I recently listened to Peter Schiff on MSNBC on the direct that the government was taking and that it was the wrong thing to do. I was interested in what he had to say and did a little research (yes, I Googled).
He wrote a piece in the WSJ in January of 2009 in which he said:
Governments cannot create but merely redirect. When the government spends, the money has to come from somewhere. If the government doesn’t have a surplus, then it must come from taxes. If taxes don’t go up, then it must come from increased borrowing. If lenders won’t lend, then it must come from the printing press, which is where all these bailouts are headed. But each additional dollar printed diminishes the value those already in circulation. Something cannot be effortlessly created from nothing.

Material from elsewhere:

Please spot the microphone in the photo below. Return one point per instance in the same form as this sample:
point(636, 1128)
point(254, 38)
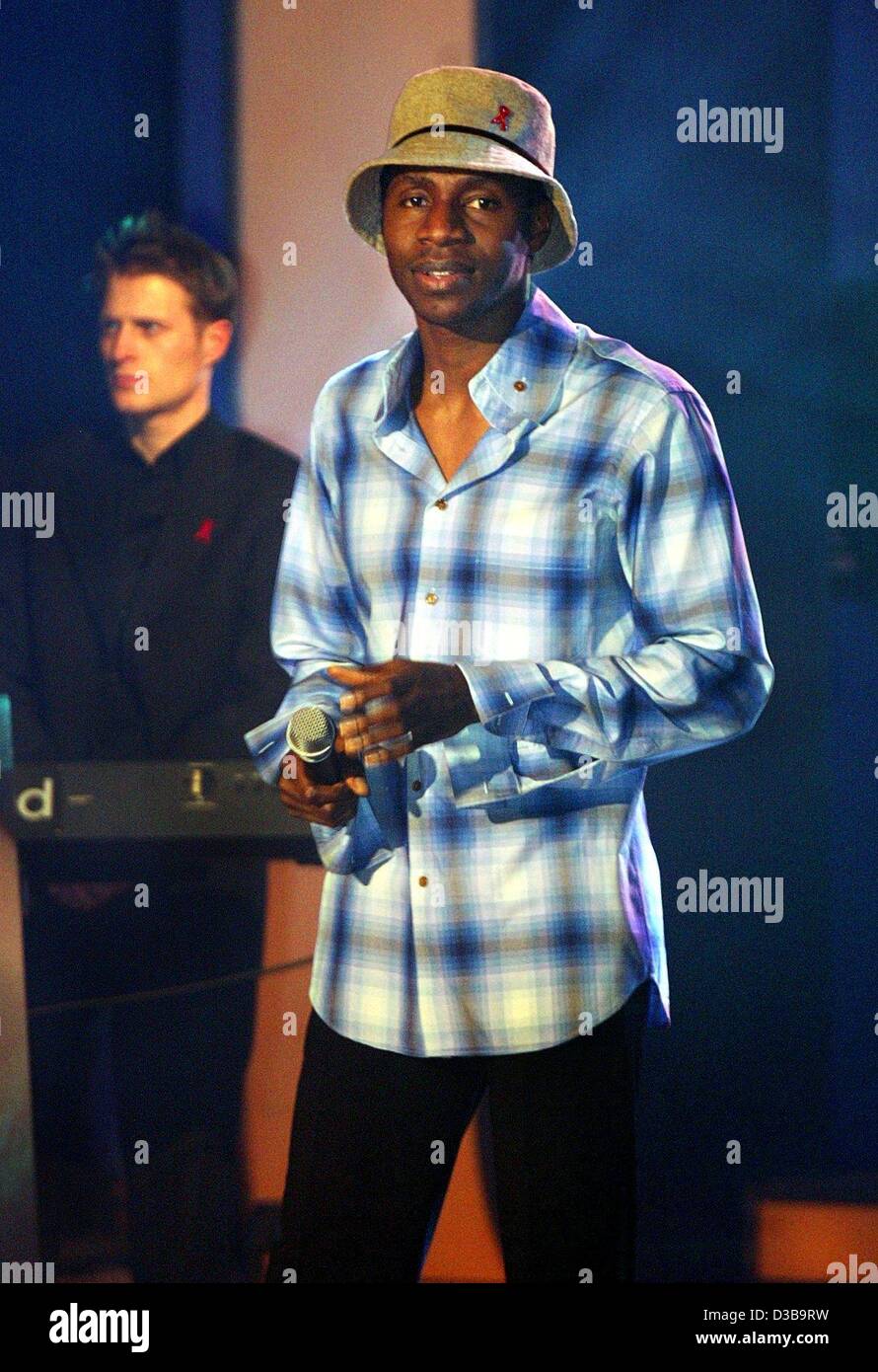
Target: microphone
point(310, 734)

By borrowing more than it can ever pay back, the government will guarantee higher inflation for years to come, thereby diminishing the value of all that Americans have saved and acquired. For now the inflationary tide is being held back by the countervailing pressures of bursting asset bubbles in real estate and stocks, forced liquidations in commodities, and troubled retailers slashing prices to unload excess inventory. But when the dust settles, trillions of new dollars will remain, chasing a diminished supply of goods. We will be left with 1970s-style stagflation, only with a much sharper contraction and significantly higher inflation.

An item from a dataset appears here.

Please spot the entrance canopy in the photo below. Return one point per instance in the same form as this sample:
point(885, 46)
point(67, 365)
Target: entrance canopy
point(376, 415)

The good news is that economics is not all that complicated. The bad news is that our economy is broken and there is nothing the government can do to fix it. However, the free market does have a cure: it’s called a recession, and it’s not fun, easy or quick. But if we put our faith in the power of government to make the pain go away, we will live with the consequences for generations.
If this were a free market economy that is exactly what would be happening in Washington. I cannot remember who said this, and I apologize, but if a company is too big to fail then it is too big to exist. I have said in the past, somewhere, sometime we have got to stop all this bailout stuff and just let somebody actually fail and then we can begin to see a recovery.
I found his approach very Libertarian and in some way very true……I also found that he was running for US Senate for the state of Connecticut. I then wondered if his tone would change considerably if he was elected to the office. There is a wealth of people with opinions on the economic crisis but they seem to give up those principles and fall in line with the party that they embrace. Will a smart guy like Schiff be any different?